The 24/7 Sobriety Program
In 2005, South Dakota launched a new approach to reducing drunk driving. It was led by the state’s Attorney General at the time, Larry Long. It’s the 24/7 sobriety program.
The problem of drunk driving was enormous. Over one in five residents admitted to driving while intoxicated. And three of every four (75%) fatal crashes involved someone with a BAC of at least 0.15.
How the Program Works
The 24/7 sobriety program is simple. Drivers convicted of a DUI (driving under the influence) have their BAC tested. It’s tested twice a day, seven days a week. They can have the testing performed at a testing center. Or they can wear a device that continuously monitors their BAC.
Failure to appear for the test or having an unacceptable BAC and the offender goes right to jail.
The program is both simple and highly effective. South Dakota soon became a leader in reducing alcohol-related traffic deaths. Shortly after the program began, the state had a one-third (33%) drop in alcohol-related traffic fatalities. That was the highest such drop in the entire country. It has dropped another 25% since then.
The success of the 24/7 sobriety program has not gone un-noticed. North Dakota and Montana have adopted the system. Other states are investigating the possibility of also doing so.
These programs have many advantages. The most important is effectiveness. And the program is supported by convicted offenders. It doesn’t impose a financial burden or tax increase on innocent residents. It also avoids some of the many problems caused in the use of ignition interlock devices.

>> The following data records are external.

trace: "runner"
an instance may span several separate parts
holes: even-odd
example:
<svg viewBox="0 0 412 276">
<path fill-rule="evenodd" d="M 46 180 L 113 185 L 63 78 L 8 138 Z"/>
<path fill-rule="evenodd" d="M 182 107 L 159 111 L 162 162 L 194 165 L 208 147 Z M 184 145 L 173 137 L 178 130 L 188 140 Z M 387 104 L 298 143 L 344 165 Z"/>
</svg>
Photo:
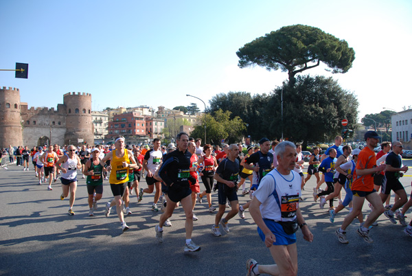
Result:
<svg viewBox="0 0 412 276">
<path fill-rule="evenodd" d="M 137 168 L 132 152 L 124 148 L 124 137 L 119 136 L 116 137 L 115 139 L 116 149 L 108 152 L 100 161 L 100 165 L 105 167 L 110 172 L 108 181 L 112 193 L 115 197 L 111 202 L 106 203 L 105 215 L 106 217 L 108 217 L 111 207 L 116 205 L 116 212 L 121 222 L 122 230 L 124 232 L 128 230 L 129 227 L 124 221 L 122 197 L 124 194 L 124 190 L 126 189 L 129 170 Z M 109 165 L 106 164 L 107 160 L 110 160 Z"/>
<path fill-rule="evenodd" d="M 335 232 L 341 243 L 348 243 L 346 239 L 346 228 L 353 220 L 359 216 L 366 198 L 373 206 L 374 209 L 367 219 L 357 230 L 358 234 L 363 238 L 367 242 L 373 242 L 369 236 L 369 227 L 384 212 L 385 209 L 379 195 L 374 189 L 373 174 L 385 170 L 386 165 L 376 166 L 376 157 L 374 148 L 376 147 L 379 139 L 378 134 L 372 130 L 365 133 L 365 140 L 367 146 L 359 153 L 356 163 L 356 177 L 352 183 L 352 190 L 354 194 L 352 199 L 353 211 L 347 214 L 342 223 L 341 228 Z"/>
<path fill-rule="evenodd" d="M 47 151 L 45 151 L 40 157 L 40 160 L 44 164 L 45 174 L 46 179 L 49 179 L 49 187 L 47 189 L 52 191 L 52 182 L 54 175 L 54 163 L 58 160 L 58 157 L 53 151 L 53 146 L 49 145 Z"/>
<path fill-rule="evenodd" d="M 89 216 L 94 215 L 93 212 L 98 209 L 98 201 L 103 195 L 103 171 L 105 169 L 100 164 L 100 150 L 95 148 L 91 150 L 91 158 L 86 162 L 83 174 L 86 175 L 86 184 L 89 194 Z"/>
<path fill-rule="evenodd" d="M 73 216 L 73 205 L 76 199 L 76 191 L 77 189 L 77 170 L 82 168 L 80 159 L 76 153 L 76 147 L 70 145 L 68 147 L 67 155 L 60 157 L 56 166 L 62 171 L 60 181 L 62 181 L 62 194 L 60 200 L 64 200 L 69 196 L 70 191 L 70 199 L 69 200 L 69 214 Z M 60 164 L 62 164 L 60 165 Z"/>
<path fill-rule="evenodd" d="M 260 265 L 253 259 L 246 264 L 247 275 L 297 275 L 296 234 L 298 226 L 304 238 L 313 240 L 313 235 L 299 207 L 301 178 L 293 171 L 295 146 L 289 141 L 279 143 L 275 150 L 277 168 L 264 177 L 254 194 L 250 211 L 258 227 L 259 235 L 269 248 L 276 264 Z"/>
<path fill-rule="evenodd" d="M 158 211 L 157 202 L 160 198 L 160 193 L 161 192 L 161 187 L 160 181 L 157 181 L 153 177 L 153 175 L 160 166 L 163 154 L 160 150 L 160 139 L 159 138 L 154 138 L 153 139 L 153 148 L 148 150 L 144 155 L 144 159 L 143 161 L 143 168 L 148 172 L 148 174 L 146 178 L 148 187 L 146 189 L 140 188 L 139 196 L 143 198 L 144 193 L 152 194 L 154 187 L 156 187 L 156 192 L 154 193 L 154 197 L 153 200 L 153 205 L 152 205 L 152 210 Z"/>
<path fill-rule="evenodd" d="M 326 191 L 321 192 L 319 194 L 313 195 L 313 200 L 314 202 L 317 201 L 319 198 L 321 198 L 319 203 L 319 207 L 323 209 L 326 200 L 325 196 L 333 193 L 334 187 L 333 185 L 333 176 L 336 172 L 335 164 L 336 163 L 336 150 L 334 148 L 331 148 L 329 151 L 329 155 L 326 157 L 321 165 L 319 165 L 319 171 L 322 172 L 325 174 L 325 182 L 328 185 L 328 189 Z M 333 207 L 333 198 L 329 200 L 329 206 L 330 208 Z"/>
<path fill-rule="evenodd" d="M 269 152 L 271 150 L 269 150 Z M 246 154 L 244 157 L 243 157 L 243 159 L 242 159 L 242 161 L 240 162 L 241 165 L 242 165 L 242 166 L 244 165 L 245 159 L 247 158 L 248 158 L 249 157 L 250 157 L 253 154 L 253 147 L 251 146 L 249 146 L 247 148 L 247 153 Z M 253 166 L 253 164 L 251 165 Z M 240 182 L 239 182 L 239 184 L 238 184 L 238 189 L 239 189 L 240 187 L 240 186 L 242 186 L 242 196 L 244 196 L 245 194 L 249 194 L 249 192 L 246 190 L 246 183 L 244 183 L 244 181 L 246 181 L 246 179 L 249 178 L 249 181 L 251 182 L 251 187 L 252 183 L 253 181 L 253 170 L 248 170 L 246 168 L 243 168 L 243 169 L 242 170 L 242 172 L 240 172 Z"/>
<path fill-rule="evenodd" d="M 304 181 L 306 183 L 312 175 L 316 177 L 317 183 L 321 181 L 319 177 L 319 172 L 318 172 L 318 168 L 321 164 L 320 157 L 319 157 L 319 148 L 318 147 L 313 148 L 313 152 L 309 159 L 309 166 L 308 167 L 308 175 L 305 179 Z M 313 192 L 316 193 L 317 189 L 316 187 L 313 188 Z"/>
<path fill-rule="evenodd" d="M 386 210 L 383 214 L 389 219 L 393 224 L 396 224 L 395 220 L 395 211 L 402 207 L 404 204 L 408 201 L 405 189 L 399 181 L 399 178 L 403 176 L 403 173 L 408 170 L 408 166 L 402 166 L 402 150 L 403 146 L 402 143 L 396 141 L 392 142 L 392 152 L 388 154 L 386 158 L 385 179 L 382 184 L 382 190 L 380 196 L 382 198 L 382 203 L 384 203 L 391 194 L 391 190 L 399 196 L 399 199 L 395 202 L 393 206 L 389 210 Z M 398 216 L 400 222 L 402 226 L 405 226 L 405 218 L 402 213 Z"/>
<path fill-rule="evenodd" d="M 258 150 L 244 160 L 244 167 L 247 170 L 253 171 L 253 181 L 251 187 L 249 194 L 253 199 L 253 191 L 259 187 L 262 179 L 273 169 L 273 154 L 269 152 L 271 141 L 267 138 L 262 138 L 259 141 L 260 150 Z M 253 164 L 253 165 L 251 165 Z M 249 208 L 251 201 L 239 207 L 239 217 L 244 218 L 244 210 Z"/>
<path fill-rule="evenodd" d="M 38 152 L 34 154 L 33 160 L 36 161 L 36 175 L 38 177 L 38 185 L 41 185 L 41 181 L 45 181 L 45 170 L 43 168 L 45 164 L 41 161 L 41 156 L 44 153 L 43 147 L 37 148 Z"/>
<path fill-rule="evenodd" d="M 201 177 L 206 189 L 203 191 L 202 194 L 199 194 L 198 200 L 199 203 L 201 203 L 202 198 L 206 195 L 207 203 L 209 204 L 209 211 L 212 213 L 216 209 L 216 208 L 211 205 L 211 189 L 214 187 L 213 181 L 214 179 L 214 176 L 215 171 L 218 168 L 218 162 L 215 157 L 211 155 L 211 145 L 208 143 L 205 145 L 203 147 L 203 152 L 205 153 L 205 155 L 199 158 L 198 163 L 203 164 L 203 170 L 201 172 Z"/>
<path fill-rule="evenodd" d="M 187 147 L 187 150 L 192 154 L 190 157 L 190 175 L 192 179 L 194 179 L 194 182 L 189 181 L 190 184 L 190 189 L 192 190 L 192 211 L 194 211 L 194 206 L 196 205 L 196 198 L 198 193 L 201 192 L 201 187 L 199 186 L 199 181 L 198 179 L 198 157 L 196 153 L 196 148 L 194 142 L 190 142 Z M 202 152 L 203 148 L 202 148 Z M 203 152 L 202 152 L 203 153 Z M 197 220 L 198 217 L 193 213 L 193 220 Z"/>
<path fill-rule="evenodd" d="M 193 212 L 192 211 L 192 191 L 189 180 L 192 179 L 190 174 L 190 157 L 192 154 L 187 150 L 189 135 L 186 133 L 179 133 L 176 137 L 177 150 L 168 154 L 163 163 L 159 175 L 165 183 L 165 192 L 168 204 L 165 212 L 160 216 L 159 225 L 156 225 L 156 239 L 163 242 L 163 226 L 166 219 L 170 218 L 178 202 L 181 202 L 185 211 L 186 220 L 185 229 L 186 231 L 186 242 L 185 252 L 194 252 L 201 250 L 192 240 L 193 231 Z"/>
</svg>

But some advantages may not be so obvious. Just like DWI/DUI Courts, the 24/7 programs address the root cause of the drunk driving problem. That is, alcohol abuse. The programs may help problem drinkers either quit drinking or cut down. This might improve the quality of life of the offenders and their families. And it might also reduce burdens on the criminal justice, mental health, and medical systems.
Like DWI/DUI courts, 24/7 sobriety programs might make a major contribution to reducing drunk driving. And also the tragedies it can cause innocent people.